On Thu, 2006-01-26 at 06:36 -0600, Glenn Holmer wrote:
On Wednesday 25 January 2006 08:25, Sonja Krause-Harder wrote:
The first question is: do we need/want an official openSUSE web forum? Why?
No:
Unnecessary waste of energy that could be used elsewhere.
As a non-technical user I'll add my voice in agreement here. Why moderate another forum? This one must take up enough of Suse staffs' time. So I vote "NON" too (echoing De Gaulle there, eh? Which would mean something to Europeans of a certain age...)
Adds confusion (and just when we've decided to have only one same version of SUSE...).
Not necessarily, but the point about two different audiences is perhaps valid, but not as important as the first point.
Re. "mailing lists are too hard to use", people who can't follow simple instructions to join (send an e-mail to... to subscribe, send an e-mail to... to unsubscribe) probably won't be helped by the message content in any case.
Well, I found my way to the list ... but still often find the help too technical anyway! But resources would be better spent doing some really helpful idiot tips over stupid things that one doesn't find in the usual manuals that fox newbies, those odd gaps, that tekkies have subsumed into an instinctive level they don't think about in their assumptions. Information storage and retrieval is important too - Email lists thread nicely - I've not seen a web list that does. Only thing I've ever seen with decent threading is Cix's web based conferencing system, which grew out of an old BBS since the early 80s. Might be worth a look at that for an inspiration ... but what does that provide that a mailing list won't, apart from access on the move for people away from their message base? In cix's case the off line reader threading and the web prescence are simply interchangeable, and it works well for differing needs. Now web access to list stuff may be a useful facility to have for people who could use it away from base, but that could be done using a different and less intensive method, surely?? He asks the technical ...!
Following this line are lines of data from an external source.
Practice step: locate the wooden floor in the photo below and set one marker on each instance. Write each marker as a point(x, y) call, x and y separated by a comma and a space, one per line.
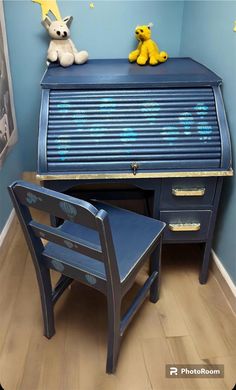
point(189, 324)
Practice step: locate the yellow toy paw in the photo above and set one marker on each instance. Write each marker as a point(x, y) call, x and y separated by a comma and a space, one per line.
point(147, 50)
point(153, 61)
point(163, 56)
point(133, 55)
point(141, 60)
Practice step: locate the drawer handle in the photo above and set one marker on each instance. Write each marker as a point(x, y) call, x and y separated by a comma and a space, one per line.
point(184, 227)
point(190, 192)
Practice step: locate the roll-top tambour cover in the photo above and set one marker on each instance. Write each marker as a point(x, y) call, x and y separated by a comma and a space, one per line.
point(112, 117)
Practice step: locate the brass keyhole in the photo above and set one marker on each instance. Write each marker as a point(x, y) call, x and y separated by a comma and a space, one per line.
point(135, 167)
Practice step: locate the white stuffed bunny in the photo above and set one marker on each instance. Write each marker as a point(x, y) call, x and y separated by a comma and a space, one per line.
point(61, 47)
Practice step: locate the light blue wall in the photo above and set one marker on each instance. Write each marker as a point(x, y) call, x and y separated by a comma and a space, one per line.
point(107, 31)
point(11, 171)
point(208, 37)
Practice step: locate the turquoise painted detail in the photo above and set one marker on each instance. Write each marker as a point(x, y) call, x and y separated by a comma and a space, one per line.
point(201, 107)
point(204, 129)
point(69, 244)
point(63, 105)
point(97, 132)
point(186, 119)
point(78, 120)
point(151, 107)
point(106, 99)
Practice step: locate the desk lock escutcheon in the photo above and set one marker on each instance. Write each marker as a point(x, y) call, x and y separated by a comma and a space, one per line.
point(134, 167)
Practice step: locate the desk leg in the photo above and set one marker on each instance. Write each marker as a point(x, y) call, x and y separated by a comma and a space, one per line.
point(203, 276)
point(155, 265)
point(207, 251)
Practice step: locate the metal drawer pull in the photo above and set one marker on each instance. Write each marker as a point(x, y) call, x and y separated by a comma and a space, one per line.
point(184, 227)
point(190, 192)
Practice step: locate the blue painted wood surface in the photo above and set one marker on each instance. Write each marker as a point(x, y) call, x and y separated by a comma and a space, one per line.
point(175, 123)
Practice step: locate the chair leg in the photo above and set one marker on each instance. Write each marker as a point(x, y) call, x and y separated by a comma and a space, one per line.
point(155, 265)
point(45, 288)
point(114, 337)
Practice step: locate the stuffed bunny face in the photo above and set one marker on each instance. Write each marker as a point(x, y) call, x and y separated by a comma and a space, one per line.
point(58, 29)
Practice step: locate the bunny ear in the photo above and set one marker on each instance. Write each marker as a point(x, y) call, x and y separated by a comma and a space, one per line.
point(68, 20)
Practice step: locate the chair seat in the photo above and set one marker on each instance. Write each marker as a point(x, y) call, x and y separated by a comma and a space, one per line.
point(133, 234)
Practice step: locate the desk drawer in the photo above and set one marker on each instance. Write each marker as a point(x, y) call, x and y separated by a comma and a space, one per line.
point(186, 225)
point(187, 192)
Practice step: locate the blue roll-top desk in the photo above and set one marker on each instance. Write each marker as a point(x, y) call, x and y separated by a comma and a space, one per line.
point(161, 129)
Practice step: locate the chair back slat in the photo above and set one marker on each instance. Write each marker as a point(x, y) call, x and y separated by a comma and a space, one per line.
point(59, 205)
point(67, 240)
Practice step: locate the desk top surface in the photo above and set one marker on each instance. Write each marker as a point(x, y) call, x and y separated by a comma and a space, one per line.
point(175, 72)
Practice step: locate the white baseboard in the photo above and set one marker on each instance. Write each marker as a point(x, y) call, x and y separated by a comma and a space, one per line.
point(224, 273)
point(224, 280)
point(6, 227)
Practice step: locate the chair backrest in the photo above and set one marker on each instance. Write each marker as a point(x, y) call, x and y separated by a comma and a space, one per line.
point(26, 195)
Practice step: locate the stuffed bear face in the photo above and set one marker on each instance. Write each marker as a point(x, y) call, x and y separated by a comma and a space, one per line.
point(58, 29)
point(143, 33)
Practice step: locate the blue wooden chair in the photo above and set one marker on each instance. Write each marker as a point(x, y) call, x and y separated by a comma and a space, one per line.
point(98, 244)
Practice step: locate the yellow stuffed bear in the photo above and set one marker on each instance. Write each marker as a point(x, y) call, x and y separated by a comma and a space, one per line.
point(147, 49)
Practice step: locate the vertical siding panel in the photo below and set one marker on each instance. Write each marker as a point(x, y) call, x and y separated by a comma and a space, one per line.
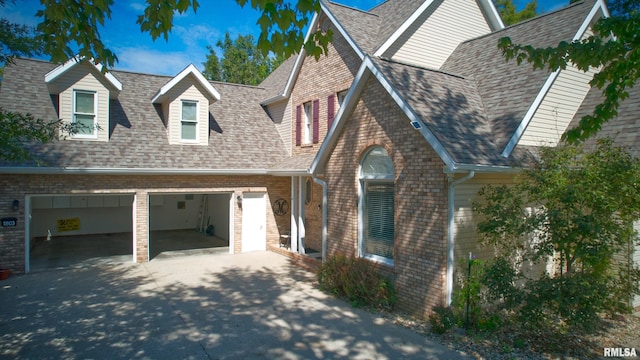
point(331, 103)
point(298, 125)
point(316, 121)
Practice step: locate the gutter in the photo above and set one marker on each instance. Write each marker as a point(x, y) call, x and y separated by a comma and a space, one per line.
point(127, 171)
point(450, 236)
point(324, 215)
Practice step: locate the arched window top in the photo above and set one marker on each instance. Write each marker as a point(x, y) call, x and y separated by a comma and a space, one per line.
point(377, 164)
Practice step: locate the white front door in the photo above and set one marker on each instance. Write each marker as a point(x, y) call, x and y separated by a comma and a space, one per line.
point(254, 222)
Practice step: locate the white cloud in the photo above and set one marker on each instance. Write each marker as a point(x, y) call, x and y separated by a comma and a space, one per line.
point(151, 61)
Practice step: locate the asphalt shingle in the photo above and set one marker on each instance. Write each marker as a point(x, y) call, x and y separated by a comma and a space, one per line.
point(241, 135)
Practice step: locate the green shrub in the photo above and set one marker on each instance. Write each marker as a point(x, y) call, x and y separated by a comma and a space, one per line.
point(358, 281)
point(441, 320)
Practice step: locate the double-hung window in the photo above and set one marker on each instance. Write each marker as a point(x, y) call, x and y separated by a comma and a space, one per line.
point(84, 114)
point(307, 124)
point(376, 206)
point(189, 121)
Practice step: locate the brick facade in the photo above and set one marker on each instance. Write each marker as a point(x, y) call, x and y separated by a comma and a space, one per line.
point(420, 198)
point(12, 239)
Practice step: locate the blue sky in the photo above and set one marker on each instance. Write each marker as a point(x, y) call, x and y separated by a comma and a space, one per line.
point(191, 33)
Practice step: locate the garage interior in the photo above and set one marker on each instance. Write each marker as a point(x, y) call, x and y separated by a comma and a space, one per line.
point(78, 230)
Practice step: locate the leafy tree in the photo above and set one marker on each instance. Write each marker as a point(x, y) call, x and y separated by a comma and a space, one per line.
point(242, 62)
point(613, 50)
point(510, 15)
point(578, 209)
point(72, 22)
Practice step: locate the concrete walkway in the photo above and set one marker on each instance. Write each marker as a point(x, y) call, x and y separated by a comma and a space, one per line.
point(249, 306)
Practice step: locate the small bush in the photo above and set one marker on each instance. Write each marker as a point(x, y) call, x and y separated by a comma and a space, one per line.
point(441, 320)
point(358, 281)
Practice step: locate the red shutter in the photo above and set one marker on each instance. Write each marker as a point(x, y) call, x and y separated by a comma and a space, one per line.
point(316, 121)
point(331, 102)
point(298, 125)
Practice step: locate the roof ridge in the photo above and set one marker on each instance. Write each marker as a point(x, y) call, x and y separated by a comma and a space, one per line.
point(352, 8)
point(416, 66)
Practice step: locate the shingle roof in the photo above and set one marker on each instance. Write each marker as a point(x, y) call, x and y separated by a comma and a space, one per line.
point(508, 89)
point(451, 107)
point(241, 134)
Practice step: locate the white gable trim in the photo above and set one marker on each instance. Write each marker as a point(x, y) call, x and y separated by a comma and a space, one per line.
point(60, 70)
point(211, 92)
point(298, 65)
point(517, 135)
point(396, 35)
point(490, 12)
point(368, 67)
Also: tradition! www is not the whole internet, even if we no longer use gopher :)
Indeed, point taken. I've been "on the net" since the err 70s. Just because one is a shallow user doesn't mean to say that one hasn't been using the technology as a tool and communications system for a lifetime - just not needed to/have time to delve into the inner workings in the way that professional IT people simply have to as their core knowledge. I think it is important that the less resource consuming older layers of the systems continue to be used.